The list of genes and proteins of an organism, however, constitute only the ground zero in a pyramid of biological complexity, whose top is life itself. This pyramid is a metaphor for the hierarchy of structures out of which biological function (such as metabolism or replication) arises. Elements at each level in this hierarchy interact with each other to produce a higher level of organization, thus climbing up one step in the pyramid of bio-complexity. It follows that the information of all the genome and all the proteome (which is roughly where we stand now) is insufficient to understand the subtleties of biological function. In order to get a handle to function we need to understand how the building blocks at a given level of organization interact with each other: how proteins interact with both genes and proteins to produce molecular circuits; how these circuits interact with each other to allow for cellular function; how cells interact to produce tissues; how tissues form organs; and finally how organs work together to create a living being.

An understanding of the behavior of biological systems at each level of their organization can only be achieved by careful study of the complex dynamical interactions between the components of these systems. For this understanding to be quantitative it is necessary to develop structurally, biochemically and biophysically detailed mathematical models. Once developed, these models can be simulated, analyzed, and visualized through application of modern engineering and computational approaches, such as the ones pioneered, e.g., by the groups at
Keio University and at the Center for Nonlinear Dynamics in Physiology and Medicine.

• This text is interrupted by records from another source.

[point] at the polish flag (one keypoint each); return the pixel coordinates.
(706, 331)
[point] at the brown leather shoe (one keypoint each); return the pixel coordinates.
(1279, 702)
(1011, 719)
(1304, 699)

Why should IBM Research be interested in simulating life processes? This question can be answered by analogy with the problem of local weather prediction. Local weather is the result of large scale fluid motion and cloud microphysics. In spite of the fact that the equations governing these phenomena have been known for a long time, weather prediction continues to be a difficult problem even today. The reason for this is, in part, that weather is governed by non-linear, partial differential equations, whose solutions depend subtly on the initial and boundary conditions. These solutions are very often counterintuitive giving rise, e.g., to the phenomena of convection and fluid turbulence. IBM has recognized the basic-science importance and the potential business value of improved weather forecast through funding of the
Deep Thunder project, one of a few selected endeavors undertaken by IBM's Deep Computing Institute. Along the same lines, biological systems are governed by stochastic, non-linear, partial differential equations, and as such, their solutions can only be produced by means of massive computation. As a matter of fact, scientists do not yet know the precise set of equation nor the boundary conditions that govern most of the biological processes. The basic science challenge is thus there for us to conquer. The potential business value of biological-system modeling can be understood in that biology is becoming a major factor in medicine and health, which encompasses a market of over a trillion dollars.